Forecast gloomy amid ongoing fee pressure and regulation
By Olivia Oran
|hrreporter.com|Last Updated: 11/08/2016
A man sits on a marble wall as pedestrians walk on the streets in front of the New York Stock Exchange in New York, U.S., October 3, 2016. REUTERS/Lucas Jackson

(Reuters) — Wall Street bonuses are expected to fall for a second consecutive year, according to a closely watched report.

Mergers and acquisitions slowed this year, and companies delayed going public, which pressured bank fees. Increased regulation has also made trading less profitable for banks.

Overall year-end incentives, which include cash bonuses and equity awards, may decline on Wall Street across the board by five per cent to 10 per cent from last year, the report said.

"All signs are pointing to a disappointing end to an overall lacklustre year on Wall Street," said Alan Johnson, managing director of Johnson Associates, which conducted the study.
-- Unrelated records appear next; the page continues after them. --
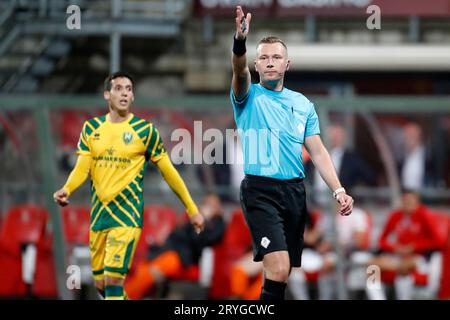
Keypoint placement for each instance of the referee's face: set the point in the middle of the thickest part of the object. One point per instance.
(120, 96)
(271, 61)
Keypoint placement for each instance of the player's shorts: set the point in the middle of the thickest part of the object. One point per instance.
(112, 251)
(275, 211)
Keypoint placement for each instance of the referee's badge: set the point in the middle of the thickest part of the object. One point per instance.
(127, 137)
(265, 242)
(301, 129)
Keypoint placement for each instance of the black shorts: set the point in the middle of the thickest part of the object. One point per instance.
(275, 211)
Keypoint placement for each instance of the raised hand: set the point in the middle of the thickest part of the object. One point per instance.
(346, 204)
(242, 23)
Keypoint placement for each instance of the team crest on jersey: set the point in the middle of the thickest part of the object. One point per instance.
(127, 137)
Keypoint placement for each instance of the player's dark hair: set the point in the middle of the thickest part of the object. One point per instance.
(118, 74)
(272, 39)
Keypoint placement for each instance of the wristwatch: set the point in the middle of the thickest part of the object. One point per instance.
(337, 191)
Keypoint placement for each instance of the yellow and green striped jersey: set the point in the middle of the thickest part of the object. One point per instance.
(120, 154)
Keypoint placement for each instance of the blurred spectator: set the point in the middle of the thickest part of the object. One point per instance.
(350, 167)
(320, 257)
(417, 168)
(410, 236)
(181, 250)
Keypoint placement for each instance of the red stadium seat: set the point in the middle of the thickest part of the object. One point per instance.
(76, 224)
(44, 285)
(159, 221)
(23, 225)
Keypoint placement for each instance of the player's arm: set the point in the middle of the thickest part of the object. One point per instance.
(323, 163)
(76, 178)
(176, 183)
(241, 73)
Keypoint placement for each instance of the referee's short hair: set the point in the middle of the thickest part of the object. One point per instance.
(118, 74)
(272, 39)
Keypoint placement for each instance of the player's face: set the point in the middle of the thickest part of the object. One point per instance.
(121, 96)
(271, 61)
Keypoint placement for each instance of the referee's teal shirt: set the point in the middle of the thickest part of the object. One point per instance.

Investment bankers, who help companies raise debt and equity, may experience the biggest drop, with their bonuses falling 10 per cent to 20 per cent.

Equities traders may draw payouts that are five per cent to 15 per cent smaller, as investors shied away from trading stocks, which are generally viewed as riskier than bonds.

Debt traders will fare slightly better, with their bonuses expected to be down 10 per cent to flat. Bond trading rebounded at most large banks during third quarter, reversing a slump that has plagued Wall Street for years.

Even mergers and acquisition bankers, who enjoyed a banner year for deals in 2015, could see bonuses that are five per cent to 10 per cent lower.

The only professionals on Wall Street who may see higher bonuses are retail and commercial bankers, with a flat to five per cent rise.

Banks set aside around roughly 40 per cent of revenue for employee pay and benefits, around the same as last year, Johnson Associates found.

Johnson said that 2017 could be another difficult year for bonuses, amid ongoing fee pressure and regulation.